1. Offenses’ Legal Framework

1.1 International Agreements

All main international anti-bribery and anti-corruption conventions have been ratified by Greece:

  • UN Convention Against Corruption (Law 3666/2008); UN Convention Against Corruption (Law 3666/2008);

  • UN Convention Against Corruption (Law the Corruption Convention of the Council of Europe and its Additional Protocol (Law 3560/2007);

  • the Civil Law Convention against Corruption of the Council of Europe (Law 2957/2001);

  • the EU Convention on the Protection of the Financial Interests of the European Communities (Law 2803/2000);

  • the EU Convention Against Corruption Involving Officials of the European Communities or Officials of Member States of the European Union (Official Journal C195 of 25 June 1997) (Law 2802/2000);

1.2 Legislation at the National Level

The Greek Criminal Code (GCC) (Articles 159–159A and 235–238), as well as the anti-money laundering legislation (Law 4557/2018), contain the primary anti-bribery and anti-corruption measures.

1.3 National Legislation Interpretation and Enforcement Guidelines

The case law of the Greek Supreme Court (Areios Pagos) may be used to interpret Greek criminal statutes, however it is not binding. Moreover, over the years, a number of enforcement authorities and regulatory bodies have released guidelines on anti-corruption regulation, best practices, and signals of transaction irregularity, among other things. Business associations in sensitive industries (e.g., healthcare) are proposing guidelines to their members, recommending best practices, evaluating market statistics, sharing experience from other jurisdictions.

1.4 Key National Legislation Amendments in Recent Years

In Greece, a new criminal code and a new criminal procedure code went into effect on July 1, 2019. Both are the outcome of a decade of work by three law commissions whose membership has changed over time. The goal of the new criminal code is to modernize and streamline the country’s essential criminal laws. In this connection, it repeals a number of obsolete or minor offenses from the old code, which dates back to 1950, and replaces them with new offenses that better meet current concerns, such as risky driving or broad subsidies fraud.

The new code establishes five offenses in the area of bribery. There are, for example, various provisions on:

The nature of the offenses, the perpetrator’s capacity, and the conduct for which the bribery happened all influence the penalties. Passive bribery in the public sector is treated more harshly under the code, although active bribery is a more serious offense when the bribed individual is a politician or a judge, rather than a regular public official. Furthermore, bribery for criminal activity is punished more harshly than bribes to expedite legal processes (so-called “grease” payments).
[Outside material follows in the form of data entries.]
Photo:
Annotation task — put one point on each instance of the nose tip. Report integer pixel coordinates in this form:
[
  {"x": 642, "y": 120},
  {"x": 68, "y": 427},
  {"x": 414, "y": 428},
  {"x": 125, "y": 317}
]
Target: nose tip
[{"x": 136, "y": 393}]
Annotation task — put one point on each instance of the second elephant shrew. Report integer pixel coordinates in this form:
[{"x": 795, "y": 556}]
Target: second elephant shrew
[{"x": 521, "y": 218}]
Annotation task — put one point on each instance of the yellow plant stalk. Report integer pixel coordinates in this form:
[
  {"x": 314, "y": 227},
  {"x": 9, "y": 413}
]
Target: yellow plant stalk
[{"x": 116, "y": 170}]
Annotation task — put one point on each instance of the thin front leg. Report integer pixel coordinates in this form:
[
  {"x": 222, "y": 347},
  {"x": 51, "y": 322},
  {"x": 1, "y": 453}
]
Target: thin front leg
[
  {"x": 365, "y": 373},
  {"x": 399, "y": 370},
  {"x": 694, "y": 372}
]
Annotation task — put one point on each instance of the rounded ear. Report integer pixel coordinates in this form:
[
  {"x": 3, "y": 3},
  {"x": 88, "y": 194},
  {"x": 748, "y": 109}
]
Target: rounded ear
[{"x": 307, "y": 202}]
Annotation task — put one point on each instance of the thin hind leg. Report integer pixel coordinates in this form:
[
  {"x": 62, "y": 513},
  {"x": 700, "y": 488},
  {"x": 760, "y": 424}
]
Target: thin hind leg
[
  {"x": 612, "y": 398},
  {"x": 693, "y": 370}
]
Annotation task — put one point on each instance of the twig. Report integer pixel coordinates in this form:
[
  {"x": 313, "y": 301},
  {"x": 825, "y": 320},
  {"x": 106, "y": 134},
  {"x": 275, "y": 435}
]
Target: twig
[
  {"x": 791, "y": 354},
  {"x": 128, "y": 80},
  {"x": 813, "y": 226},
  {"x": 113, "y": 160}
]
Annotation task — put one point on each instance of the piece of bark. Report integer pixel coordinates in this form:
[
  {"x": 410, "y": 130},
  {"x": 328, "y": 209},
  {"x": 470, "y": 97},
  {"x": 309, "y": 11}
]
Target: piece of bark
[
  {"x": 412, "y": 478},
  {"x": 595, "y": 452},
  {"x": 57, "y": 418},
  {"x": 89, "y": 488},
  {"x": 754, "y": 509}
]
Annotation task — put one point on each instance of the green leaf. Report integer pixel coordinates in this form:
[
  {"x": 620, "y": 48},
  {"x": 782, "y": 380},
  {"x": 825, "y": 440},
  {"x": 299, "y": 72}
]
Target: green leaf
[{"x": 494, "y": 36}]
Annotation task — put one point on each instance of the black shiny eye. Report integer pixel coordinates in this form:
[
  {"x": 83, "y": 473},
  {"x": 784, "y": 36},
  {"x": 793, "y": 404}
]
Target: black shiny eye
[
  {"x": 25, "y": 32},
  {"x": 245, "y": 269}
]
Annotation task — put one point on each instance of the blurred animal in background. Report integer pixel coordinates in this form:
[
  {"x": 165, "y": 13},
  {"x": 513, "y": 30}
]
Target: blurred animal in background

On this premise, active bribery involving a politician, a state officer, a judge, or an arbitrator is classed as a felony punishable by a custodial sentence of up to ten years in prison. Bribery for unlawful conduct is a felony punishable by five to eight years in jail if the recipient is an ordinary public employee, but bribery for legitimate activities is a serious misdemeanor punishable by up to three years in prison or a monetary penalty.

Influence peddling and bribery in the private sector are likewise misdemeanors punishable by up to five years in prison.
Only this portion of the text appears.